October 01, 2003

More Headaches

I think the thing that gripes me about Norcross's argument Great harms from small benefits grow: how death can be outweighed by headaches. is that the way he sets it up presupposes the truth of some form of consequentialism. When he asserts that "many, perhaps most, people would agree to an even stronger claim:

Worse: other things being equal, it is worse that one person die a premature death than that any number of people suffer moderate headaches for twenty-four hours.
" he is phrasing it in such a way as to assume that Worse contains all the morally relevant detail. In particular he is assuming (or burying it under "all else being equal", which I think most people would read simply as discounting counter-hypotheticals where the death of that one person would lead to the death or other disutility of many others) that for the purposes of moral reasoning it is completely irrelevant whether that single premature death is the result of a freak accident, a risk knowingly assumed by the person who died, negligence by someone else, deliberate withholding of aid by someone else, suicide, or even murder. But that assumption is consequentialism. To be charitable, this seems to be a blind spot for Norcross. Repeatedly during the course of the article he sets up a particular actor-specific situation. For example in the initial scenario a young woman is dying of fever and you are present, aware of the situation, and have the medicine to cure her and haven't sworn any Hippocratic oath and moreover the medicine has no other use--but if you do so a billion people will suffer a moderate 24-hour headache with no other consequences or lasting effects (not even decreased productivity).
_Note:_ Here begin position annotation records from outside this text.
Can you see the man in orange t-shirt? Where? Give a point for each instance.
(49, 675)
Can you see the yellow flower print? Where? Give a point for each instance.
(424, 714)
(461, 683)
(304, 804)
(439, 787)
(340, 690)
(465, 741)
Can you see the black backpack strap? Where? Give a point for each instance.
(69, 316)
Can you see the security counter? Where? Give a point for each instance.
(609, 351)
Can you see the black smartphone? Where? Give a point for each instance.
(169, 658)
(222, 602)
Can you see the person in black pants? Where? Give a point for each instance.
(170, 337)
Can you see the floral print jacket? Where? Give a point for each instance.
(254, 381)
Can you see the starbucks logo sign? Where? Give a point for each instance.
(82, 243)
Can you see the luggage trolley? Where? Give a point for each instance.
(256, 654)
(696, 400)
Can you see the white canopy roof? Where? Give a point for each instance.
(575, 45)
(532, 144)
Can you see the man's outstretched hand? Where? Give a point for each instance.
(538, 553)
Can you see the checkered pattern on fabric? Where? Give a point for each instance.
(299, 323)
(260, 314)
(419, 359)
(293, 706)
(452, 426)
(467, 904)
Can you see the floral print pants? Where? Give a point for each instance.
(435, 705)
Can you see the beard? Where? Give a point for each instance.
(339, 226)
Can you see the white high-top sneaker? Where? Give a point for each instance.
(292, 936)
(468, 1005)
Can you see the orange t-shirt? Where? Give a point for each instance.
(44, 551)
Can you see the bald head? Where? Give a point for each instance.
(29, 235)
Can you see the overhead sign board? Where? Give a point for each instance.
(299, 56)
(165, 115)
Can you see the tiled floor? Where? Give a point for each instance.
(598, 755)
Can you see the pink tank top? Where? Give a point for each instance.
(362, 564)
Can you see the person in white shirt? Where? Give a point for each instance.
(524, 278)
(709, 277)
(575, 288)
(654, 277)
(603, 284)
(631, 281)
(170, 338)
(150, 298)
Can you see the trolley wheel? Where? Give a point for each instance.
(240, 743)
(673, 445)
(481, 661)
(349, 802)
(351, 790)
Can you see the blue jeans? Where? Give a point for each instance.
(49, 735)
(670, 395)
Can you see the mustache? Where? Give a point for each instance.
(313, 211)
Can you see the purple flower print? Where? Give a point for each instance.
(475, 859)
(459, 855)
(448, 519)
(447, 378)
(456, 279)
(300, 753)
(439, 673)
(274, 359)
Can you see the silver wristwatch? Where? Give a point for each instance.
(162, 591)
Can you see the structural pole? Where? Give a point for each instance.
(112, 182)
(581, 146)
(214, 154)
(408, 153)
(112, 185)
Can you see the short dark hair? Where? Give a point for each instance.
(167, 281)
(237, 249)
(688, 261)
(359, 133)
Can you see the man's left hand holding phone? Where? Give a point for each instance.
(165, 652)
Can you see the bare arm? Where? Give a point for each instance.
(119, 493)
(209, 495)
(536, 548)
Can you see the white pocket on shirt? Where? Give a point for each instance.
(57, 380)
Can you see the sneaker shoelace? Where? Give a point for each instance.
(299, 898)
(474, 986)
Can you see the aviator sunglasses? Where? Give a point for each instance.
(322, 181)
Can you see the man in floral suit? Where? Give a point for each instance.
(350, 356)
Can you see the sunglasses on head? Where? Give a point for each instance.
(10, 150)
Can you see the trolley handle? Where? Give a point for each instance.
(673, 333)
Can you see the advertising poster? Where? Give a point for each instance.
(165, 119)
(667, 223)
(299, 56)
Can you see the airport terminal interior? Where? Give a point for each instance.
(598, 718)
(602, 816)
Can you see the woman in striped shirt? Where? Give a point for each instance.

It's pretty obvious that this is quite carefully constructed to generate the normal moral intuition that you ought to cure the young woman. But when it comes time to express this intuition as a proposition, away drops all the specifics and the actors involved and what emerges is Worse above. Norcross may be right that most people would endorse Worse, particularly after having heard his scenario, but I think that it's both wrong and misleading to assume that Worse is just equivalent to agreeing that under those conditions, saving the young woman is the correct thing to do.
Norcross does this move repeatedly. An argument for accepting the proposition that if you choose to go to the store, risking a one in a million chance of death, to get some pain reliever it's not irrational is recast as an accepting that it's morally correct for one person to bear a one in a million chance of death for relieving some (potentially other) person's headache. It's not that he even bothers to argue that accepting the former gives us a reason for believing the latter might be true, as far as I can tell he views the latter as no more than making a proposition entailed by the former explicit.
So where does that leave Norcross's argument? Well if you can transform particular scenarios about which there is some agreement according ordinary moral intuitions into restatements that assume a particular consequentialist proposition, then it hardly seems surprising that you can "back" a consequentialist position (here the rejection of Worse) through a series of ordinary beliefs. I think, though, that if you expose the hidden proposition, almost everyone who doesn't already subscribe to consequentialism will reject it, and thus reject that the restatement, so Norcross's claim to making explicit what we already believe fails.
Jonathan Ichikawa (in a comment to the previous post) feels that at least "the anti-utilitarian is robbed of the option of claiming that *life* is what makes murder fundamentally different from headaches," but I don't think that follows. It's not necessary to go into whether life is fundamentally different from headaches in order to refute Norcross, but that's because Worse isn't on point. If you had a good argument for supposing that it was morally right to kill yourself rather than endure some number of minor headaches, you would have to address the question of whether they were fundamentally different, but none is yet on the table. Personally, I think that there are specific objective differences, but I won't go into that here. Or at least not unless someone besides me is interested.